Shomer Shabbos Passengers Demand Compensation, Apology From El Al

YERUSHALAYIM
An El Al plane at Ben Gurion International Airport. (Moshe Shai/Flash90)

The saga surrounding the El Al flight 002 from New York to Israel has not subsided.

Yisrael Hayom reported Tuesday that the shomer Shabbos passengers on the infamous flight from New York to Israel on Friday demanded that El Al pay NIS 50,000 (nearly $14,000) to each of the 180 shomer Shabbos passengers who were on board the plane, and to refund the cost of the flight to each passenger.

In addition to the financial compensation, the passengers demand a public announcement from the company that there were no violent incidents on the part of the shomer Shabbos passengers, and that the rumors circulated after the flight were totally unfounded.

Flight 002 from New York to Tel Aviv was delayed for several hours, causing uproar on the plane following fears that the flight would arrive in Israel after the onset of Shabbos. Many shomer Shabbos passengers asked to be allowed to disembark in New York, but the pilot took off and said that they would make it to Israel on time.

It was then decided to change the route and land the plane in Athens for the shomrei Shabbos passengers. After the landing of the flight in Athens a storm began online. Two of the passengers on the flight claimed that the religious passengers behaved violently towards the flight attendants. After the end of Shabbos, Yehuda Schlesinger, a correspondent for Yisrael Hayom, who was on the plane, wrote: “There was no violence on the part of the passengers, if there was violence, it was on the part of the flight attendants.”

Many other first person accounts of the occurrences on the flight have been reported by Hamodia, and all have the same conclusion.

Attorney Amit Hadad and Tamar Polack are representing the passengers. In their letter they accuse the crew of lying to the passengers, and of failing to take care of the passengers who were forced to spend Shabbos in Athens, where the plane landed when it became clear that it could not reach Israel before Shabbos. “El Al reserved rooms in Athens for only 53 of the people who were on the plane, when in reality there were 180 people who wanted accommodations,” their letter said. “Many of them had to sleep on the floor.” The letter specifies these and other issues as violations of El Al’s contract of carrier with passengers, and demands compensation for them.

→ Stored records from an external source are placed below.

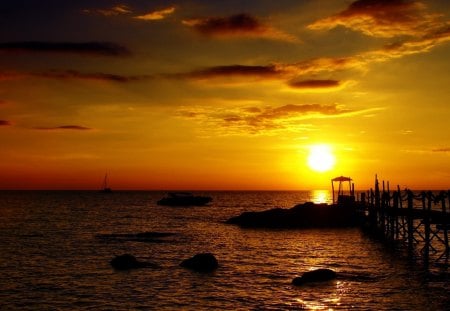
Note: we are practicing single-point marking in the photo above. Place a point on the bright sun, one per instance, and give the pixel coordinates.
(320, 158)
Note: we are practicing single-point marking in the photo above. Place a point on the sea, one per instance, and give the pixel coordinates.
(56, 248)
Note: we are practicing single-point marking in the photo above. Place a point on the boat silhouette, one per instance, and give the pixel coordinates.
(105, 187)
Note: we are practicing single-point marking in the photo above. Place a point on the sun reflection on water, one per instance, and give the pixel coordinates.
(320, 196)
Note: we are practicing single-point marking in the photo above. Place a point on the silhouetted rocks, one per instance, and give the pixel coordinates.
(318, 275)
(127, 262)
(184, 199)
(203, 262)
(149, 237)
(306, 215)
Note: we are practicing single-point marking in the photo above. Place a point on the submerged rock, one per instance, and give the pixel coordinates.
(203, 262)
(149, 237)
(127, 261)
(318, 275)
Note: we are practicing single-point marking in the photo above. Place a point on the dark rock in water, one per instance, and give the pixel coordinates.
(307, 215)
(203, 262)
(149, 237)
(318, 275)
(127, 261)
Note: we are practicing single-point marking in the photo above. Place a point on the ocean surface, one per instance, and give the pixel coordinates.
(56, 247)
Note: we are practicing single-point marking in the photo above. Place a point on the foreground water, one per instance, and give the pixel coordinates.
(52, 257)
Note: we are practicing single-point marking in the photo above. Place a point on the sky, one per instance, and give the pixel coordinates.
(223, 95)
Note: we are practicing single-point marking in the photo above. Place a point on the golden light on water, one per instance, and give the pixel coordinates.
(320, 196)
(321, 158)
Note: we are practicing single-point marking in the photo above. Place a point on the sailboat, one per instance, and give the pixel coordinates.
(106, 188)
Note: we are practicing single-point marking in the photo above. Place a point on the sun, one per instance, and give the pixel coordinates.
(321, 158)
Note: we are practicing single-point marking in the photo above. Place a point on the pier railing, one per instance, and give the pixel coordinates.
(417, 222)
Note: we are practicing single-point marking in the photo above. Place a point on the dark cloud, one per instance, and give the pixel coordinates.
(382, 18)
(73, 74)
(232, 71)
(83, 48)
(119, 9)
(266, 120)
(315, 84)
(236, 25)
(65, 127)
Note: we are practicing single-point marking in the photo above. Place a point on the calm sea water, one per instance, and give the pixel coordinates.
(52, 258)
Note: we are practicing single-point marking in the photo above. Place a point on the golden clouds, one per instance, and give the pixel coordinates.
(65, 127)
(382, 18)
(239, 25)
(88, 48)
(266, 120)
(156, 15)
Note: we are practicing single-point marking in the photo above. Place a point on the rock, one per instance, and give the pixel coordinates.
(203, 262)
(127, 261)
(318, 275)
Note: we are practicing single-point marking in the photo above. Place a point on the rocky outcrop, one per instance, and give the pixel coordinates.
(307, 215)
(203, 262)
(127, 262)
(148, 237)
(318, 275)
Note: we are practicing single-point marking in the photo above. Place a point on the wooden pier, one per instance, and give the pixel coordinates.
(415, 222)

Gonen Ussishkin, CEO of El Al, said that the airline had opened an investigation into the events of the flight. “Unfortunately we have been dragged into a discussion in which two sides are trying to hurl blame at the other. This is against our principles as people and our values as the national airline. We are saddened by this incident. We accept all criticism with understanding, even when it is unpleasant. El Al is the melting pot of Israeli society, and all Israelis together are on our passenger lists.”